How to compute primal variable based on dual variables and their multipliers

1.5k Views Asked by At

I edited this question based on information I got from comments. Assume we have an optimization problem (primal problem). we solve it's dual using some kind of primal-dual interior point solver. So, we have multipliers of constraints of the dual or any other relevant information. Knowing that dual of the dual is equal or related to primal, how can we this information to find the primal variable as efficient at possible? Is there any method that can use this information to find the primal variable cheaper than directly solving it or no? to be more clear consider the next few lines. Consider the following optimization problem \begin{align} \min_{\alpha} &f(\alpha)\\ \textrm{s.t.} &-p \leq \alpha \leq r\notag\\ \end{align} where $f(\alpha)$ is a convex function.

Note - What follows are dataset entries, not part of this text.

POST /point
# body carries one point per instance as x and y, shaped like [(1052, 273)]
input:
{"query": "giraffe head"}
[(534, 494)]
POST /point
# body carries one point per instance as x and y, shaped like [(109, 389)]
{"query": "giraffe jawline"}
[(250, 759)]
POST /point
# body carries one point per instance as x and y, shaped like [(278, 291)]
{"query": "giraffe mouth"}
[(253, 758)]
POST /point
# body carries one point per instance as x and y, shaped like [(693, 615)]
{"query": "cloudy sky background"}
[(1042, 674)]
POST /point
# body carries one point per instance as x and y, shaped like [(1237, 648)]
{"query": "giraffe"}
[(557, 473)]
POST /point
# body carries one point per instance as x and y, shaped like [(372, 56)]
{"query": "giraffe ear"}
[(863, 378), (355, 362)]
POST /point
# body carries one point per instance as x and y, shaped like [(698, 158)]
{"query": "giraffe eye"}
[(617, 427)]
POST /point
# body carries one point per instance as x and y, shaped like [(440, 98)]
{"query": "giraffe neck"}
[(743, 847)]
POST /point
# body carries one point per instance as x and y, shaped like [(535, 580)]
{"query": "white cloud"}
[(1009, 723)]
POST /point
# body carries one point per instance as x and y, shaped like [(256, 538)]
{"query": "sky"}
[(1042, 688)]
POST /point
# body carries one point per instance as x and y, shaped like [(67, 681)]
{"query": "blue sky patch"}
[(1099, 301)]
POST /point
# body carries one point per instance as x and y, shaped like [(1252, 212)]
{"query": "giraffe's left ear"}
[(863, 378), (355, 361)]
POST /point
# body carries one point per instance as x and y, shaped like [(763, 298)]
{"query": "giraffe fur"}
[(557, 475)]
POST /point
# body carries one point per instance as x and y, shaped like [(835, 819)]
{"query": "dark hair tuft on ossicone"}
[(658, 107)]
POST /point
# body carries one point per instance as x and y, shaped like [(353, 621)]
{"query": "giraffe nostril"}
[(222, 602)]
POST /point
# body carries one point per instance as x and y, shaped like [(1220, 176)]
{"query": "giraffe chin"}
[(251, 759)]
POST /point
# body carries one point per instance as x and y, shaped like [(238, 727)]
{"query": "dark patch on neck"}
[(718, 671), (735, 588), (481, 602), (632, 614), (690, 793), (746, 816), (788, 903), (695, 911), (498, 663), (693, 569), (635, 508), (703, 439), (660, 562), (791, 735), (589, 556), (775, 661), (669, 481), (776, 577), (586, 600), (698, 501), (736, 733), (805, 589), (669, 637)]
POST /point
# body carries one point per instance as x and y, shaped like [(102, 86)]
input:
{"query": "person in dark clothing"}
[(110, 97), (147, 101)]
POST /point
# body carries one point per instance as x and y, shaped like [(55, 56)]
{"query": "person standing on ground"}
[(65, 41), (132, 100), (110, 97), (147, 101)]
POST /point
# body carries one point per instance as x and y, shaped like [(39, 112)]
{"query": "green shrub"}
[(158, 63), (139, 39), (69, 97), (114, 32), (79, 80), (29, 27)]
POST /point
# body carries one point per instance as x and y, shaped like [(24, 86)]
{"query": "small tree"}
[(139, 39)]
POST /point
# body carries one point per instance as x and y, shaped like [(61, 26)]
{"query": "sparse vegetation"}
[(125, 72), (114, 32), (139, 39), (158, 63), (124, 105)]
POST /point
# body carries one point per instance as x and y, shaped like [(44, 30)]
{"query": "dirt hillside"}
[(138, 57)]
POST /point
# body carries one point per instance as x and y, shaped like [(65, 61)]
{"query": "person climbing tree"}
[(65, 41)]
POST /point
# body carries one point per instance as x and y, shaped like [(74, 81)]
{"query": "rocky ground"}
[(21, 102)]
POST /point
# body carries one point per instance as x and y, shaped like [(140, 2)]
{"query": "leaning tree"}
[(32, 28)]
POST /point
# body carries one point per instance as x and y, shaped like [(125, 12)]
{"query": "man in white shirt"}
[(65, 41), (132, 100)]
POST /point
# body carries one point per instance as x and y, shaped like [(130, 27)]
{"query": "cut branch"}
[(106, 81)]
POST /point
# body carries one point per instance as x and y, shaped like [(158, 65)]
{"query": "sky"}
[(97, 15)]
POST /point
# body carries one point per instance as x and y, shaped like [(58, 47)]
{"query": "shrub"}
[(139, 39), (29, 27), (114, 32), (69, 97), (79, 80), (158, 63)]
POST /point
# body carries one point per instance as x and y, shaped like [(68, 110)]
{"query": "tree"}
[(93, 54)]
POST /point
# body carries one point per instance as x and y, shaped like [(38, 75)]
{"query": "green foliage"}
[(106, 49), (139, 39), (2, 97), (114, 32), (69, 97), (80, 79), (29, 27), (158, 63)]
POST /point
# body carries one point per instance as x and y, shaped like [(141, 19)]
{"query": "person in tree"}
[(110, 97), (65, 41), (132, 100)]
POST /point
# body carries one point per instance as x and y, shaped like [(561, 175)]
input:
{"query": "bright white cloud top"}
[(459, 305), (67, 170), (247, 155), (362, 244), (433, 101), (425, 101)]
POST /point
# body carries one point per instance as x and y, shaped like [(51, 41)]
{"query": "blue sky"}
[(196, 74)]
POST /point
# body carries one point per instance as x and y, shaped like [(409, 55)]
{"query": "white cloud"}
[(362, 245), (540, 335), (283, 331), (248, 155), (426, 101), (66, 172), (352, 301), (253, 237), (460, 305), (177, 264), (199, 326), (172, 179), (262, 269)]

It's lagrangian is \begin{align} &\mathcal{L}=f(\alpha)-\eta^\mathsf{T} (\alpha+p)+\beta^\mathsf{T} (\alpha-r)\notag\\ \end{align} Dual of this problem is a problem in the form \begin{align} \min_{\eta,\beta} &g(\eta,\beta) \\ \textrm{s.t.} & \eta >= 0 \\ & \beta >=0 \end{align} Now assume we have a solver which solves this problem. If we assume that solver gives as output $\eta^*$,$\beta^*$ and also multipliers of the constriants $\eta>=0$ and $\beta>=0$ say $\nu$ and $\mu$ (at the optimality), how can we compute $\alpha^*$ if strong duality holds using those values efficiently?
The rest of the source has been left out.